今回の震災では、二重ローンの問題が早くから指摘され、立法府のみならず市井のいろいろな分野の方々にも関心をもたれることとなったのは、ひとえに15年前の島本さんの地道な取材が功を奏したからでした。
もちろん、だからといって被災地における二重ローン問題が、全て解決されたわけでは決してないのですが……。

ところで、ジャーナリストとしての島本さんの視点には一環して貫かれているものがあります。
「第二次世界大戦後のこの国が選択してきた道のりは果たして正しかったのか」ということです。
今噴出している種々の問題に対して、その水源を辿ってみれば、必ず同じ地下水脈に辿り着くことに気づきます。それが「この国の戦後の選択」という地下水脈であると、わたしも同じように感じています。
そんな話に夢中になりつつ、東北の復興に関して島本慈子さんの閃きを伺いつつ、時の経つのも忘れ、おでんを囲んでの新宿の夜は更けてゆきました。

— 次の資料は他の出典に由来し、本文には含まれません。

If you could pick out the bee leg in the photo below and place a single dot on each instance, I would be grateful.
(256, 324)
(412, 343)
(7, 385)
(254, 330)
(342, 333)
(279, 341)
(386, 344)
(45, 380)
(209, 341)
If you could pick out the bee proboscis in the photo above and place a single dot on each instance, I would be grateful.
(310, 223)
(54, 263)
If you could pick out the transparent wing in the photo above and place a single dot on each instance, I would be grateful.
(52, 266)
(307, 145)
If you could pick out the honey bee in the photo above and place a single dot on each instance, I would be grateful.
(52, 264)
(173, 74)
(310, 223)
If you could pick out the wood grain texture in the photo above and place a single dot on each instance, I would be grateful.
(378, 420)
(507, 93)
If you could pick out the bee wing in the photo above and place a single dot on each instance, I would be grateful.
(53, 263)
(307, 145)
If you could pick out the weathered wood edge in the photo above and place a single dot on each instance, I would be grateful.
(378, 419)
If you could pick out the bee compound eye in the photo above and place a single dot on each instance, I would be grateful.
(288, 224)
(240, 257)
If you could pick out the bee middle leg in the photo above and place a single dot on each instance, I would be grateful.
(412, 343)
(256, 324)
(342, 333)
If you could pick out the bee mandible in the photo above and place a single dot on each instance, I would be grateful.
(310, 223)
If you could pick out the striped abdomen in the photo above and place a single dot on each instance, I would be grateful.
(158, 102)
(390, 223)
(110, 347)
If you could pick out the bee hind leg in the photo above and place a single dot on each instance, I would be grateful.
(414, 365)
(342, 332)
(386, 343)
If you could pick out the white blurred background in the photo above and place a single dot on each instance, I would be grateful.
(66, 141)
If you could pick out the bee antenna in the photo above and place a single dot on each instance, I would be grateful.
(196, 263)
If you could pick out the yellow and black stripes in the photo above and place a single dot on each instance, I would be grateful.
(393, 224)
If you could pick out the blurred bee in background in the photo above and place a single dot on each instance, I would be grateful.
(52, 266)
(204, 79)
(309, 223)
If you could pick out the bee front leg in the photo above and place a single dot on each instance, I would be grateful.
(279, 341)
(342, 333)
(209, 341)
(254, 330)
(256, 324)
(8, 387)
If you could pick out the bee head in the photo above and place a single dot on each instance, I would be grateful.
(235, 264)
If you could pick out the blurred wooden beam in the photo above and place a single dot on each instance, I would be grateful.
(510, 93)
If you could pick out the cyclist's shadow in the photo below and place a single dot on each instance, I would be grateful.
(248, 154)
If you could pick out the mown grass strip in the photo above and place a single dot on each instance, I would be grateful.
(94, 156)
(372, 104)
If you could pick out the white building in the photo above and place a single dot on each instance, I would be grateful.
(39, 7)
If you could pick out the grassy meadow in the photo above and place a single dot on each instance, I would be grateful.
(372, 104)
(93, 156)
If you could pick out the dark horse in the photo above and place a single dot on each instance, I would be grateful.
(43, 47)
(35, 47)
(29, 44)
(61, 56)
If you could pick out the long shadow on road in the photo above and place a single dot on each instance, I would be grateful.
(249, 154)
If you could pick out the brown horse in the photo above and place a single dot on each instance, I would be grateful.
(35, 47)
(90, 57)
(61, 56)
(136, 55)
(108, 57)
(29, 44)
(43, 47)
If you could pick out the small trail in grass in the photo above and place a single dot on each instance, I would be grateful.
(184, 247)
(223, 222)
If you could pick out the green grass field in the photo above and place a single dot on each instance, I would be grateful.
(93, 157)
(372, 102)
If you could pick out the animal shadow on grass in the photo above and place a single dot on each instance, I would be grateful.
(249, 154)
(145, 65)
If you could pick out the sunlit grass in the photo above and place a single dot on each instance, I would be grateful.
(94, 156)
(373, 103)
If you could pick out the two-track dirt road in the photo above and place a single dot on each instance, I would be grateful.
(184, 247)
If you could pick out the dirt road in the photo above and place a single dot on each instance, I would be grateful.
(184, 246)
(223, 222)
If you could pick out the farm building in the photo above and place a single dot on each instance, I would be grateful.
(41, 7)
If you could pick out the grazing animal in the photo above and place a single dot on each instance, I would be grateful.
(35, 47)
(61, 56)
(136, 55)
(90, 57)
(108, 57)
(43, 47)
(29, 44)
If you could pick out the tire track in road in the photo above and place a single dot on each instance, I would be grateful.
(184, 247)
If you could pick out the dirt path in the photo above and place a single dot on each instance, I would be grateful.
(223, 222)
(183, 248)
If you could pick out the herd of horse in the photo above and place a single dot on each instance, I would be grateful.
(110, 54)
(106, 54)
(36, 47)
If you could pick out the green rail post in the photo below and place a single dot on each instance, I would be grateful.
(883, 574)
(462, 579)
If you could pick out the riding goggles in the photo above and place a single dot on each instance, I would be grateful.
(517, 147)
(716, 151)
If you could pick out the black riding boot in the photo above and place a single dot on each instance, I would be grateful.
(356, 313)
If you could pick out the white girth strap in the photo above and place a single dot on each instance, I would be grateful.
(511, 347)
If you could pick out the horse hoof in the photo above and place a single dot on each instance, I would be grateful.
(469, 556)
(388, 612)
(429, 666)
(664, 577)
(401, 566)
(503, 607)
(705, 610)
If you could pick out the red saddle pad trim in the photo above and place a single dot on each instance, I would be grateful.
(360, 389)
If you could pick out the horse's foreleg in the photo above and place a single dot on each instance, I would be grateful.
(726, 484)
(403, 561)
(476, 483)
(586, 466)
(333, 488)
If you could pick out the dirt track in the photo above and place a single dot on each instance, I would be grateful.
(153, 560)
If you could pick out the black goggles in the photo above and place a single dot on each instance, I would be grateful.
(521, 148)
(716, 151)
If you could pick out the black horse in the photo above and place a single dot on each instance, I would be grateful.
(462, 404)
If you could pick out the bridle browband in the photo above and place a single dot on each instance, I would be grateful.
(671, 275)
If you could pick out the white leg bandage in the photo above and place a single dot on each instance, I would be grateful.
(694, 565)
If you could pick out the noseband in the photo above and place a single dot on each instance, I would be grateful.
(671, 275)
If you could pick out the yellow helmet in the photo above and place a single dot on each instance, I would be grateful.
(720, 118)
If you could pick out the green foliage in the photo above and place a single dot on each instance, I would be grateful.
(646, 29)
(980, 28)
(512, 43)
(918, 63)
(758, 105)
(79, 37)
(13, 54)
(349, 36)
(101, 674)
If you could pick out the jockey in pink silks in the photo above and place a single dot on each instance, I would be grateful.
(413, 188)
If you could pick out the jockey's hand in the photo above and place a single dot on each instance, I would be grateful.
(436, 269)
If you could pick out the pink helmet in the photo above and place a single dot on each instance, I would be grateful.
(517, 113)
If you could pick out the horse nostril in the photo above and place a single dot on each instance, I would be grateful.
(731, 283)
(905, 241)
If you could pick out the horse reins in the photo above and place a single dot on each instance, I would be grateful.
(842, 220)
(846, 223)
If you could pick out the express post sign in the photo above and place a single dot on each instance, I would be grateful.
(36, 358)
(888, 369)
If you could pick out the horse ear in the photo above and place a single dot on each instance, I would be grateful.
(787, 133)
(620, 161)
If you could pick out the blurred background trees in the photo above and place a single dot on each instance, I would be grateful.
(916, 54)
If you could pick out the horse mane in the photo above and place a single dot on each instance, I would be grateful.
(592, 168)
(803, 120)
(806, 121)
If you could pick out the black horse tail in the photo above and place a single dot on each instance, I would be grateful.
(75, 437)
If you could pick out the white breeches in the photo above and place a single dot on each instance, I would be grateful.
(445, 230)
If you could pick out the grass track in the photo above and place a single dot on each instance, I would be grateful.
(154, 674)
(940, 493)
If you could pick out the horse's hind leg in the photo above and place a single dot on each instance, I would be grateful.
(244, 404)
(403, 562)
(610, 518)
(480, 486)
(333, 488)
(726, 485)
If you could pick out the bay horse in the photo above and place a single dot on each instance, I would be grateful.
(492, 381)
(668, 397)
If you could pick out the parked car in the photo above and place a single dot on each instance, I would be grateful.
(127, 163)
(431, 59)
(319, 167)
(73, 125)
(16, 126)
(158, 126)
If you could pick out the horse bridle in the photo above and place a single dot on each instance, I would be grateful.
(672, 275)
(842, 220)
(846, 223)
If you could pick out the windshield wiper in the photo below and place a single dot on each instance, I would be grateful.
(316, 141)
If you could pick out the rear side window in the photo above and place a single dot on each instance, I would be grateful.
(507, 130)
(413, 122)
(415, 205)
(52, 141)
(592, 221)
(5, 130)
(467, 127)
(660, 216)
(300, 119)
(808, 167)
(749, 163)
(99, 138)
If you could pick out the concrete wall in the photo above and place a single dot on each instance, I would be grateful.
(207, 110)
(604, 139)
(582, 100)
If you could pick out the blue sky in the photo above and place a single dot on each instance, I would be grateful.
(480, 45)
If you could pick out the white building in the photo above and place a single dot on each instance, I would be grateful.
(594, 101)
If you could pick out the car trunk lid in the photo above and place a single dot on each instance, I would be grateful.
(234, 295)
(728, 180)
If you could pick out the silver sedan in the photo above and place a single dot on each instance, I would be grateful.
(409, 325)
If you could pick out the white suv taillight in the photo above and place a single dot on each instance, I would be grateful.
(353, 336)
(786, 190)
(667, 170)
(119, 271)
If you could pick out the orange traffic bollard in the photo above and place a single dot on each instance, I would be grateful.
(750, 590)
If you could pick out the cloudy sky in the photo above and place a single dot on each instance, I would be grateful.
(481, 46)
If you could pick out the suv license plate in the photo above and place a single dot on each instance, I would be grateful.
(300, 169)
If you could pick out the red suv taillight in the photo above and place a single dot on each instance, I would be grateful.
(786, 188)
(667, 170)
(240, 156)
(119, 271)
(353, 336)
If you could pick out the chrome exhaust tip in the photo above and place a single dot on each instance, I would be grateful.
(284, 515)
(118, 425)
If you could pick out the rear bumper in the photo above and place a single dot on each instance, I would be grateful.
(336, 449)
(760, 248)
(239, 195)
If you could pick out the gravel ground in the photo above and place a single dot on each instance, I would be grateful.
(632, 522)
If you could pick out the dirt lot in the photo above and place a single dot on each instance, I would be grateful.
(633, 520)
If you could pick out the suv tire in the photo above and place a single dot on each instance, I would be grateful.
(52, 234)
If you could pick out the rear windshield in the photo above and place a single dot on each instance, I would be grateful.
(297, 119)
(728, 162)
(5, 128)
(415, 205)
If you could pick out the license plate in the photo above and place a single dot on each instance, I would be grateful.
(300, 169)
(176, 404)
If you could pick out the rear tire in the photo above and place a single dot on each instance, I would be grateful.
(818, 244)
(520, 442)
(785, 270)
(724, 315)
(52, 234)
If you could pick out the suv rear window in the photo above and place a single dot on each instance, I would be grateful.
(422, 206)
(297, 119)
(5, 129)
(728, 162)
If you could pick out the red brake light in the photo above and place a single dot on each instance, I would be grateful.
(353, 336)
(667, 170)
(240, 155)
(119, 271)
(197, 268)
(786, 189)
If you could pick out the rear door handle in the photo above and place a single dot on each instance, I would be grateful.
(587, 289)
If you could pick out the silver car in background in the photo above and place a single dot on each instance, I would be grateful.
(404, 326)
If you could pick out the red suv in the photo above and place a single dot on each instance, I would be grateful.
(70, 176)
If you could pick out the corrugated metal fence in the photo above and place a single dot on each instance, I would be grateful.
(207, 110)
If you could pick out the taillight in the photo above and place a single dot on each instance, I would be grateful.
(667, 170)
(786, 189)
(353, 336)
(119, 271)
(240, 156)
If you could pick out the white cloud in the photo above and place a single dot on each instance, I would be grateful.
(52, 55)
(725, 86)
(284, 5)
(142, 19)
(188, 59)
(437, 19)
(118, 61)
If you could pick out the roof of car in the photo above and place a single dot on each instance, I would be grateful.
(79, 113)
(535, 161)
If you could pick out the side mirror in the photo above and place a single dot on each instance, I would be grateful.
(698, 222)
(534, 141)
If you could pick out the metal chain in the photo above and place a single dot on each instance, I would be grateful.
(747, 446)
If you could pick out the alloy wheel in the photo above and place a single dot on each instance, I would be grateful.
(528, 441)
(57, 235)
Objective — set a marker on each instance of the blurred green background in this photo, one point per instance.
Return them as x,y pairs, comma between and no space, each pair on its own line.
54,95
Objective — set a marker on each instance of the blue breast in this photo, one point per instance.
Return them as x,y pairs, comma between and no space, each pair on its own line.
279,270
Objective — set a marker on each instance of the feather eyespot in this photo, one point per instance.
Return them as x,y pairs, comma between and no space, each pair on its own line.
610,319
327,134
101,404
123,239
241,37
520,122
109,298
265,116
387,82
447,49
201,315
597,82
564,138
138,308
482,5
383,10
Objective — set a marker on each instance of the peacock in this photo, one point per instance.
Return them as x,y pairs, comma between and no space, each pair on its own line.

話が佳境に入ったころ、なにげなく放たれた島本さんの質問に、一瞬わたしはたじろいで唸ってしまいました。
「青木さんがまけないぞうを、世界に向けて紹介しようとしているのは、”never give up”と表現しようとしているの?」
島本さんは小さいけれどもしっかりと誠意と包容力のある声の持ち主です。その優しい声から放たれた鋭いことばに、わたしはしばらく言葉を失って、考え込んでしまいました。

わたしはmakenaizoneの仲間達と確かに、never give up elephantを世界中の皆さんに紹介しているけれど、自分自身の気持ちはどうかというと、真っ正面から「負けないぞうは、never give upです。絶大なる応援をお願い致します」とは思っていなのではないだろうか。
なぜなら、被災地にはnever give upといえない方々がまだまだ沢山いらっしゃる現実がある。その方々に「この災害に負けないで立ち向かいましょう」などとはまだまだ言えない自分が居る。それは一体、何故なのだろうか、と。

実は今現在、まけないぞうは全国からひっぱりだこなので、被災された方々にひとりでも多く、まけないぞうを作って頂きたいと心から思っています。
一方で、家を失い、大切な人を失い、郷里を失った方々に、何かを強いてお願いするということがわたしにはまだ、できそうもありません。

けれどもそれは、被災された方々のためだけではなく、もしかしたらわたし自身がこの震災から受けた、大きな心の動き・心の揺れに、自分が未だ充分に対処できていないことが原因なのかもしれない、ということに初めて思い当たったひとときでありました。

そんなこんな5時間近く島本さんとお話をして帰路につき、島本さんがおっしゃったいろいろなことを反芻し、考えながら今パソコンに向かっています。
それにしても、たったひと言島本さんが放たれた言葉で、自分自身でもよく分からない深層心理の一番やわな部分を、一瞬にして意識せざるを得ない状況になろうとは思ってもみなかった夜半でした。

こうして時々、島本慈子さんとお会いしてお話しすると、頭の中の問題点がキッパリと整理ができたり、逆に自分の稚拙さゆえに動揺を抑えられなくなったり、本当に言葉では語り尽くせないほど有意義な時を過ごすことができます。
さ、また次にお会いできるまで、もっとアンテナ磨きをしながらしっかりと前を向いて歩いて行かないと、と。